Residents doubt that another marina in the Leeward Islands is feasible.  Why would any boat owner choose to dock his mega yacht in an expensive little island like Anguilla when the established marinas of nearby St Maarten, Tortola, and Antigua are willing and able to provide all their necessities?

Reading the MOU, one gets the impression that the main interest of the Developer is not the marina but the sale of condominiums.  The proposed marina appears no more than the hook to bring in purchasers of the luxury units.  If that bait fails, the feasibility of the real estate aspect of the project also fails.

What evidence do we have that this Developer has US$270 million to invest?  The question must be asked, whether after the “great financial success” of Starwood (remember them?) and other failed projects, any other than an idiot would take this project on?  Could this project be another case of a penniless “developer” obtaining a licence or agreement with a view of going into the market to find money?

Hurricanes pass through the Leeward Islands (of which Anguilla is the most northerly) nearly every year.  Any boat (whether berthed or beached) remaining in an Anguillian harbour during a hurricane will suffer catastrophic damage.  We have seen what happens in the existing nearby marinas.  For this reason, luxury boat owners sail their vessels to Trinidad or Aruba for safety during the hurricane season which lasts for some six months.  The existing marinas in St Maarten (where they have an international airport and marine supply and diesel repair infrastructure in place) remain half-empty for much of the year.

It is notorious that insurance companies do not insure boats that remain in these waters between June and November.  Which mega yacht owner will choose to leave his valuable boat in Anguillian waters uninsured during the hurricane season?  Any new marina built in Anguilla must plan to close for six months in every year for want of business.  The associated hotel and condominiums will probably be unoccupied during this period.

With the onslaught of the Covid-19 pandemic, the holiday and cruise industries have collapsed.  The number of people who will venture overseas by ‘plane or by boat for leisure in the foreseeable future will be limited.  Mega yachts are more likely to remain safely moored in Florida or in Monaco than sailing across the seas to under-resourced destinations like Anguilla.  It is not likely there will be any market for the projected marina, hotel, or condominium units until the world-wide economy has recovered.  This must take at least the next three to five years.  Investors are not all stupid people.  The economic feasibility of such a situation is much to be doubted.

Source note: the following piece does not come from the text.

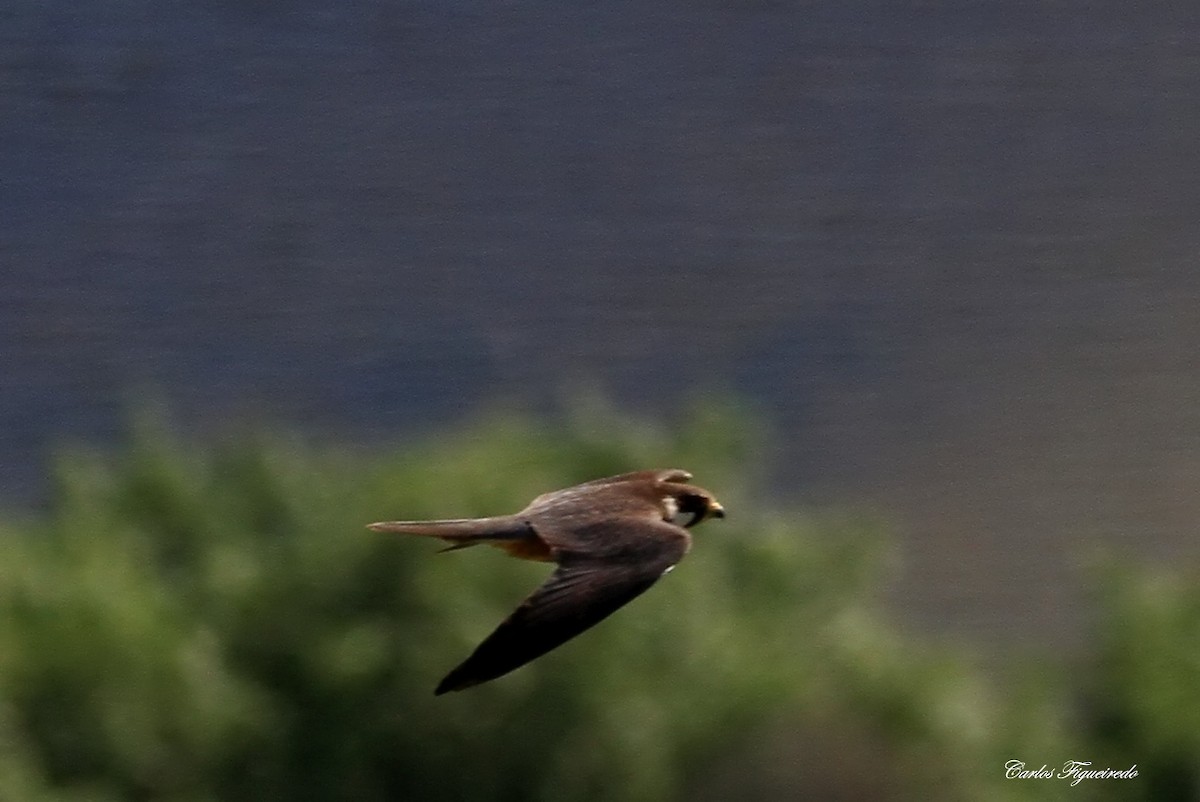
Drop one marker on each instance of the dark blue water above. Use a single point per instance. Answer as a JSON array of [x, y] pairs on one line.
[[948, 249]]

Article 8 of the MOU provides for Environmental Impact Assessments to be carried out.  Government is obliged by the MOU to approve all construction subject to adequate environmental and engineering studies.  If the Developer fails to commence work within 3 years of the effective date, Government has the right to revoke the Agreement.  It is likely that this provision will operate to save the people of Sandy Ground from the planned economic and other inconveniences that they were facing.

Article 11 provides that in the event of any disagreement between the parties, they will submit the issue to arbitration.  Government may only terminate the Agreement if the arbitration process concludes that it has the right to do so because of a material breach by the Developer that cannot be amicably resolved.  It is likely that the failure to carry out the planned development in the coming three years will provide Government with the opportunity to bring this misconceived project to an early end.  It would be quite wrong for Government to give in to public pressure and terminate the Agreement without a good reason as contemplated by the Agreement.  They will probably lose any resulting lawsuit and be obliged to pay the Developer damages.

The new administration has been lumbered with this MOU by the outgoing one.  There is probably little or nothing they can do at this time to get out of their obligation to let the preparation and planning move forward.  What the Government’s expert advisers must look out for is the opportunity in due course to use the escape clauses in the Agreement.